What’s a Little Alcohol Taboo Between Friends?
What’s a Little Alcohol Taboo Between Friends?
Kasiri in French Guiana
Our five-month stay in French Guiana was coming to an end, and there was still one more visit we had to make before flying home. My girlfriend Johanna had formed a bond with an indigenous Palikur family from Norino. She would spend long afternoons with them, learning traditional basketwork. Once, she even brought some armadillo meat home.
We met with Jean; his wife, Rosania; and Sarah, one of their daughters, under the wooden shelter where women would make the baskets they would later sell to tourists. But this time, instead of eating there by the fire, we followed them to their home a few hundred yards away. We sat at the plastic table, surrounded by the whole family. We alone were eating: everyone else had eaten before we arrived. As lunch came to an end, Jean opened the huge chest fridge, one of the only pieces of furniture in the room, and took out a plastic soda bottle filled with a milky, grayish liquid: kasiri, he said.
We had only seen kasiri, commonly described as Amerindian beer, on two occasions: at the Kali’na games, a gathering celebrating Amerindian culture, and on our way to Trois-Sauts, a remote village a two-day boat-trip away from the closest road. At the Kali’na games, the kasiri was bright pink, very sour, smoky and slightly sparkling; a delight, frankly. On the second occasion, the skippers on the boat were drinking it and I was not offered any.

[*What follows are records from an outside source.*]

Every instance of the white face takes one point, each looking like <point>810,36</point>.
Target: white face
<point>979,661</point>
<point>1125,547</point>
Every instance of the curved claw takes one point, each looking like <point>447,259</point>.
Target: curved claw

We asked Jean where his kasiri came from. We knew that most of the village’s inhabitants had given up their traditional beliefs about 20 years earlier and had embraced Evangelicalism, which forbids alcohol. Jean told us that, knowing we would be keen on trying it, he had bought a bottle from a neighbor. He poured some into our glasses and into his own. The three of us shared a drink, and then it was time to leave. Rosania had made us seed jewelry, and Jean had us try on the feather crown he once wore as the village’s chief. Those items, too, were taboo under their new faith, but fortunately, the desire to share a good time with new friends was stronger.